4.1.1. Dataset and Settings
For the validation of our approach, we generated synthetic datasets to contain a known ‘amount’ of evidence of discrimination. To this end, we defined a simple decisional process regarding the hiring of candidates on the basis of their personal characteristics.
Table 4 shows the variables characterizing the hiring process along with their domain. We consider the variable
Age as a ‘discriminatory variable’, whereas the others are considered ‘context variables’. We generate the synthetic data in two steps. First, we created the discriminated groups as groups of subjects sharing the same value of
Age as well as a (randomly chosen) subset of context values; the values of the other context variables were randomly assigned from the respective domains. Discriminated subjects have a probability of 80% of being assigned to class “N”. Second, we generated all ‘non-discriminated’ subjects simply by randomly selecting a value for each context variable and for the
Age variable. Non-discriminated subjects have a 50% probability of being assigned to either the “N” or “Y” class.
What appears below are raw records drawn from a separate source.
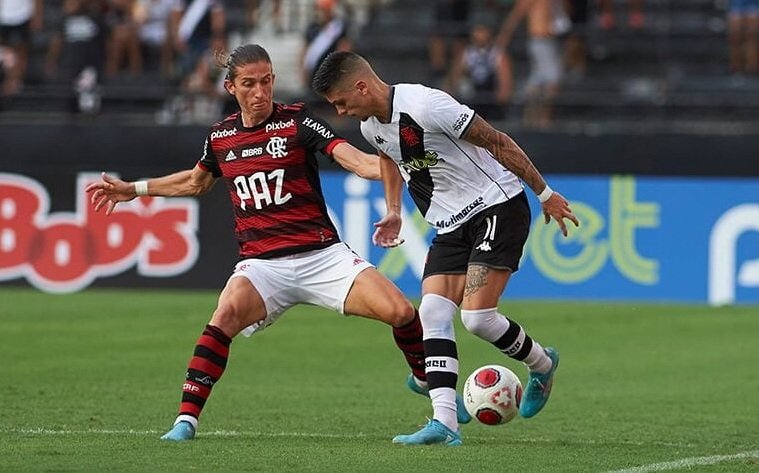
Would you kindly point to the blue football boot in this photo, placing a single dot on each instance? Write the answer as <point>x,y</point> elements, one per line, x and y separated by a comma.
<point>181,431</point>
<point>539,387</point>
<point>435,432</point>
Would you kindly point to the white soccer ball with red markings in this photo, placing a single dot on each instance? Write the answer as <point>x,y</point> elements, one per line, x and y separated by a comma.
<point>492,394</point>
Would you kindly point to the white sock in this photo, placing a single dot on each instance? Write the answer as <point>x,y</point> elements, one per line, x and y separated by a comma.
<point>444,407</point>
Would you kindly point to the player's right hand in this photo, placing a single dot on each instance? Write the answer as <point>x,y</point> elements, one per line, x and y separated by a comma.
<point>387,230</point>
<point>109,192</point>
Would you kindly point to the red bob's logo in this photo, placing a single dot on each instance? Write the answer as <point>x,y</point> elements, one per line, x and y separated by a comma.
<point>66,251</point>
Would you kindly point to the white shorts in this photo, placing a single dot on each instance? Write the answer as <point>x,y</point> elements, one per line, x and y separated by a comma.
<point>319,277</point>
In total, we generated 12 datasets by varying the number of discriminated groups (i.e., 1, 2 and 3) and the complexity of the dataset to test our methodology in different situations. The complexity of a dataset is defined over two dimensions: (1) presence/absence of noise, intended as subjects that do not belong to any of the generated context groups but in which one or more context variables assume a value used in one of the discriminated groups; and (2) the presence/absence of overlapping, meaning that subjects in two or more discriminated groups share at least a context variable and its value. Combining these two dimensions, we obtain four types of datasets: (i) without noise and overlapping, which represents the simplest situation; (ii) without noise but with overlapping; (iii) with noise but without overlapping; (iv) with noise and overlapping, which represents the most difficult situation to deal with, since spurious correlations can easily arise (note that the presence of overlapping only has an impact when more than one discriminated group exists). For every dataset, we generated a total of 10,000 subjects; among them, every discriminated group covered 25% of the dataset. We chose 25% to strike a balance between absolute minority (<50%) and small groups. For every dataset, we tested several configurations of support, which varied between 1% and 10% with a step of 1%, and confidence, which varied between 50% and 95% with a step of 5%. Note that when generating the regression models, we did not consider potential interactions among the variables in the experiments; namely, we used only factors of the first order when computing the regression models. While this choice can lead to lose some interesting correlation, it provides us with a good approximation of the relations characterizing the decisional process, and prevents the generation of noisy recommendations. Directionality is given by the sign of the corresponding coefficients.
4.1.2. Evaluation Metrics
To validate the approach, we compare the recommendations returned by our methodology and those returned by rule mining alone against the ‘ground truth’ used to generate the synthetic datasets. More precisely, we compute the fraction of correct models returned by our methodology as the ratio of the number of models involving significant regressors that indicate (at least some) true discriminatory factors among the variables over the total number of models returned by the approach. To compare this outcome with the one obtained using rule mining, we compute the ratio of the number of rules indicating (at least some) true discriminatory factors over the total number of mined rules.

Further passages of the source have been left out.